Several housing advocates testified Thursday in support of the bill before the Assembly’s housing committee, on which Quijano serves.
“Municipalities desperately need additional tools, and this bill provides exactly that,” said Crystal Charley, policy manager of the Fair Share Housing Center. “With a dedicated municipal fund, towns and cities can fill the gaps in prevention services before residents fall into homelessness, support more flexible rapid-response strategies, expand partnerships with frontline organizations who know their communities best, and develop local housing plans grounded in real data and community-identified priorities.”
Advocates also called on lawmakers to act on other stalled bills that would further protect people who are homeless or at risk of losing their homes, saying the Trump administration’s approach to reducing homelessness instead threatens to worsen it.

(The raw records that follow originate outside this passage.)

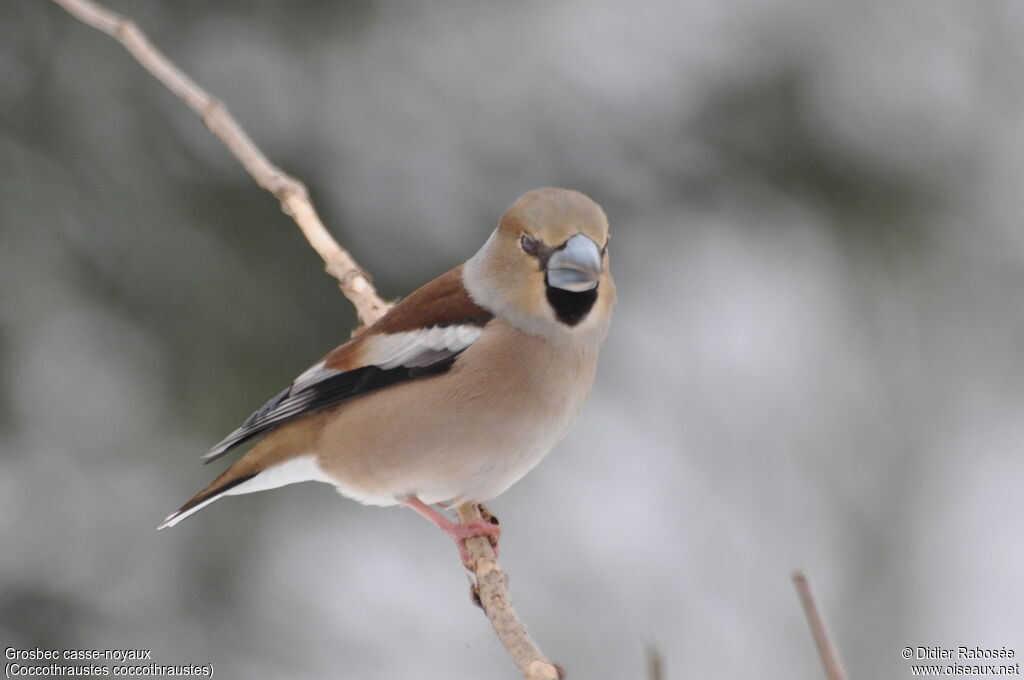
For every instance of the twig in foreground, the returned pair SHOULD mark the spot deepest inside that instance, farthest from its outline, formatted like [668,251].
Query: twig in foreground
[829,659]
[353,282]
[293,195]
[492,587]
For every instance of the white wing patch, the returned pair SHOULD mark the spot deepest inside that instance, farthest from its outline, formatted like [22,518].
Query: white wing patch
[411,349]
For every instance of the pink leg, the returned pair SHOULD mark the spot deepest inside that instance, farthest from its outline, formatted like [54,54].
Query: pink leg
[459,533]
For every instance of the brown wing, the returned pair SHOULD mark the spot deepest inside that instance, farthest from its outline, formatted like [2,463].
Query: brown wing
[420,336]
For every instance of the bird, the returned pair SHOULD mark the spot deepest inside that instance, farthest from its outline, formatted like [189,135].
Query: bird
[459,390]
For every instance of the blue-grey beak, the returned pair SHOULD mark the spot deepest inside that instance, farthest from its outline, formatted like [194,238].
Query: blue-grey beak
[577,266]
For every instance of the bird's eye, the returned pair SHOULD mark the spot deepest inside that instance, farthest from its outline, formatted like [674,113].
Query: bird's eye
[529,245]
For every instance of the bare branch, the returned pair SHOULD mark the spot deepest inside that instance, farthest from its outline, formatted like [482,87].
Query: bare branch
[829,659]
[492,583]
[290,192]
[492,587]
[655,665]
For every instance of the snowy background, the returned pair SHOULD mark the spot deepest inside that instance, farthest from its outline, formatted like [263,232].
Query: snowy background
[817,359]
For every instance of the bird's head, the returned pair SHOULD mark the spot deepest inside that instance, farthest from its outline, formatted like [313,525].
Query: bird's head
[546,266]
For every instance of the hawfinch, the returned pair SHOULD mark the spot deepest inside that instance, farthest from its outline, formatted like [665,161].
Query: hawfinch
[459,390]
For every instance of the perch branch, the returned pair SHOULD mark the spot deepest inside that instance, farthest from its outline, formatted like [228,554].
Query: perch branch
[290,192]
[493,592]
[829,657]
[491,581]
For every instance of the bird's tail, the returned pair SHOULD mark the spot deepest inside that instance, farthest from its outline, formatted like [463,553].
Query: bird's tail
[265,466]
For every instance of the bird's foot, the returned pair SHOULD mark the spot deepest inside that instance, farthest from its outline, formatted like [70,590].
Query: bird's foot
[460,533]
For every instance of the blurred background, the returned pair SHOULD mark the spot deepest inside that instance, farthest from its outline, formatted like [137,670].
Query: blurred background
[817,359]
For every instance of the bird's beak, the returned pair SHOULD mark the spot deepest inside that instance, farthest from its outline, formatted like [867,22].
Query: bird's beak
[577,266]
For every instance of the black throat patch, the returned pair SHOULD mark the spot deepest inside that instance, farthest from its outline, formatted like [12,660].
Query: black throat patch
[570,308]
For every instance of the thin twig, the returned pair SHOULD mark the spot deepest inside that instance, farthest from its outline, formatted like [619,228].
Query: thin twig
[655,665]
[354,283]
[829,657]
[493,591]
[290,192]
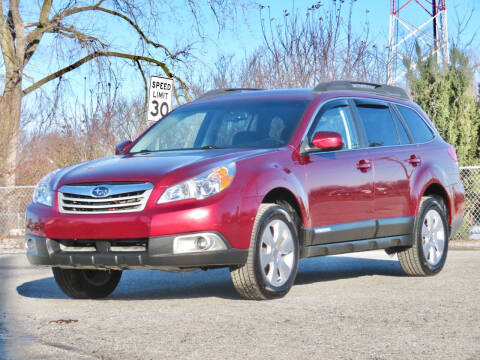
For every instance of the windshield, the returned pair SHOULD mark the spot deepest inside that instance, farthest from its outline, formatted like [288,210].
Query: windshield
[235,124]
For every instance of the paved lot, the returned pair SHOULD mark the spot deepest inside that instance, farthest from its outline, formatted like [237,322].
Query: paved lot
[348,307]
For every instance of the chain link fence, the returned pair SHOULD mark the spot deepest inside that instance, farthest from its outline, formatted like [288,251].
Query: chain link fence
[12,209]
[15,200]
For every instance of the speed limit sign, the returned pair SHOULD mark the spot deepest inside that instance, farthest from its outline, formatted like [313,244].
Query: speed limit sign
[159,97]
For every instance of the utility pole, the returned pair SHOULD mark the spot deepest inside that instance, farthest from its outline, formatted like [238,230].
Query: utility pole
[402,33]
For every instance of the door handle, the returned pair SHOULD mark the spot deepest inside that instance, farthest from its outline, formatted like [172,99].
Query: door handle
[364,165]
[414,160]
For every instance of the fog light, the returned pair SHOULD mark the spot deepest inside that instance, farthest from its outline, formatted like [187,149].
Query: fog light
[197,243]
[204,243]
[29,245]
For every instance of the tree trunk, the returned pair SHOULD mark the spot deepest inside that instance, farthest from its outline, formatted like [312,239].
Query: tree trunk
[10,107]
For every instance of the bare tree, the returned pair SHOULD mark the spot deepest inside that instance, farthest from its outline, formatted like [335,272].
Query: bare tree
[301,49]
[62,19]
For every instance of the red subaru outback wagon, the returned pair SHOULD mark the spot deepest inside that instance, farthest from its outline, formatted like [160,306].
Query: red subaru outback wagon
[254,180]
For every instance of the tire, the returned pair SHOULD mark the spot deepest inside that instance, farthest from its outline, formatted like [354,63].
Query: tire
[271,266]
[86,284]
[428,253]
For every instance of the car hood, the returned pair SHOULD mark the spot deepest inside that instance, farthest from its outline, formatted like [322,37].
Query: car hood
[157,167]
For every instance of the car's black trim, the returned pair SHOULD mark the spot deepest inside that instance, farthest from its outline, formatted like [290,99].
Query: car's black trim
[356,246]
[44,251]
[344,232]
[359,230]
[395,226]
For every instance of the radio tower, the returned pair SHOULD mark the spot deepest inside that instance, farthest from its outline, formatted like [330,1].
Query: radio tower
[402,33]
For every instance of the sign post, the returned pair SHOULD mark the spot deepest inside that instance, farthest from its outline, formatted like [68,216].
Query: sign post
[159,97]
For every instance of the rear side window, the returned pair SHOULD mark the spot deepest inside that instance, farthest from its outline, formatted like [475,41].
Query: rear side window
[418,129]
[378,124]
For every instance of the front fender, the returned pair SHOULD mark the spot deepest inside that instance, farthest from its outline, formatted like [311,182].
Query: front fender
[273,175]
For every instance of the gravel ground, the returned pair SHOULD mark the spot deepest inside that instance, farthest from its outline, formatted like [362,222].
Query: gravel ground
[346,307]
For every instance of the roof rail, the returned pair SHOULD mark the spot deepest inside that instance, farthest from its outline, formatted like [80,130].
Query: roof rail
[362,86]
[222,92]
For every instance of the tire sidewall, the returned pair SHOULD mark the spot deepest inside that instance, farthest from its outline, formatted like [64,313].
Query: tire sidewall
[427,205]
[279,213]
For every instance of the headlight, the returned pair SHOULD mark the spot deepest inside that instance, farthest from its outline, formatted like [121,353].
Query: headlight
[202,186]
[43,193]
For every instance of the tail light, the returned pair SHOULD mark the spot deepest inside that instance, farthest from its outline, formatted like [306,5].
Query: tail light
[453,154]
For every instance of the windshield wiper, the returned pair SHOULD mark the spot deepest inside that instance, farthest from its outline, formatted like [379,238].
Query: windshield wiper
[207,147]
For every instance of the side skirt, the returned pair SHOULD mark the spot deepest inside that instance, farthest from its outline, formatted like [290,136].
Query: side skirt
[356,246]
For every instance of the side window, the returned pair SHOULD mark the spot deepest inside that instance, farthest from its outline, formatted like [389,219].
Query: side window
[401,129]
[420,132]
[378,124]
[338,119]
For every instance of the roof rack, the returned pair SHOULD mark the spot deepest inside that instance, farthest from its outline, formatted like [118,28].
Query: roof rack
[362,86]
[222,92]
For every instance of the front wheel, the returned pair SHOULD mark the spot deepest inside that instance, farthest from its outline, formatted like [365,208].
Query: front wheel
[430,240]
[272,262]
[86,284]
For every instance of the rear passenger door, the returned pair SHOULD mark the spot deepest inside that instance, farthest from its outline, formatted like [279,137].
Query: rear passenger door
[394,160]
[339,183]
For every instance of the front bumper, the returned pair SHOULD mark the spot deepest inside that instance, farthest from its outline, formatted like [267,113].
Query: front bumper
[158,255]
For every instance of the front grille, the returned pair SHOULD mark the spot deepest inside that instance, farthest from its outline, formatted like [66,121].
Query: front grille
[103,246]
[121,198]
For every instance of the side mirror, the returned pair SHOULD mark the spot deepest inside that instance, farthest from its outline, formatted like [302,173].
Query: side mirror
[123,147]
[327,140]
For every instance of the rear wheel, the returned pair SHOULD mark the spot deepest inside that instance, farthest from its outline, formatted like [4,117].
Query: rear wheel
[272,262]
[86,284]
[428,254]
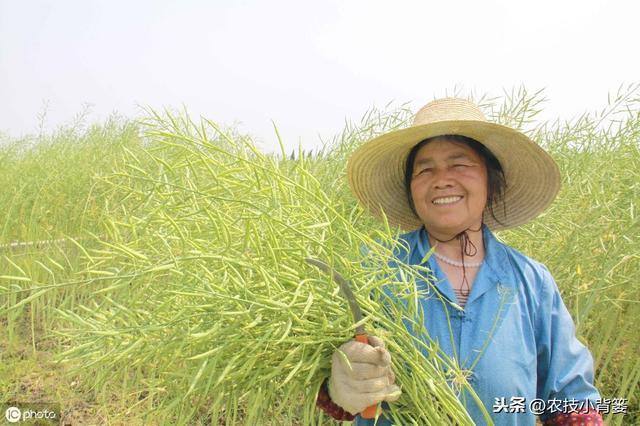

President Trump framed homelessness as a public safety issue in a July executive order, which mandated heightened enforcement of laws against public camping, loitering, and such offenses, as well as treatment and civil commitments of people whose addiction or mental health disorders contributed to their homelessness.
At a rally before Thursday’s hearing, advocates urged lawmakers to:
- Pass a bill that would establish a “Homeless Bill of Rights.” The bill, which is meant to stop officials from fining and incarcerating people who are homeless, has been introduced four times since 2019 and failed to pass.
- Pass another bill that would establish a program in 10 counties to pilot a “code red” policy to better protect homeless people during extreme heat and periods of hazardous air quality. The policy would eventually extend statewide, much like the “code blue” law lawmakers passed in 2017 to protect at-risk people during the winter.
- Restore $80 million lawmakers diverted from the state’s affordable housing trust fund, which supports the construction and preservation of affordable housing, when they approved a $58.8 billion state budget in June.

Legislators initially had diverted $125 million from the trust fund to instead fund assistance for low-income renters and first-generation home buyers, which had previously been separate budget items. The state restored about $45 million over the summer, leaving the fund still $80 million short.
“We want the rest of that money restored to the communities that need affordable homes built,” said Staci Berger, who heads the Housing Community Development Network of New Jersey.
Berger noted that Gov.-elect Mikie Sherrill promised during her campaign that she would not divert money from the trust fund.
“We are very much hopeful that this will be a thing of the past, that the diversion of the trust fund will, once and for all, be a page we turn and we don’t look back on,” Berger said.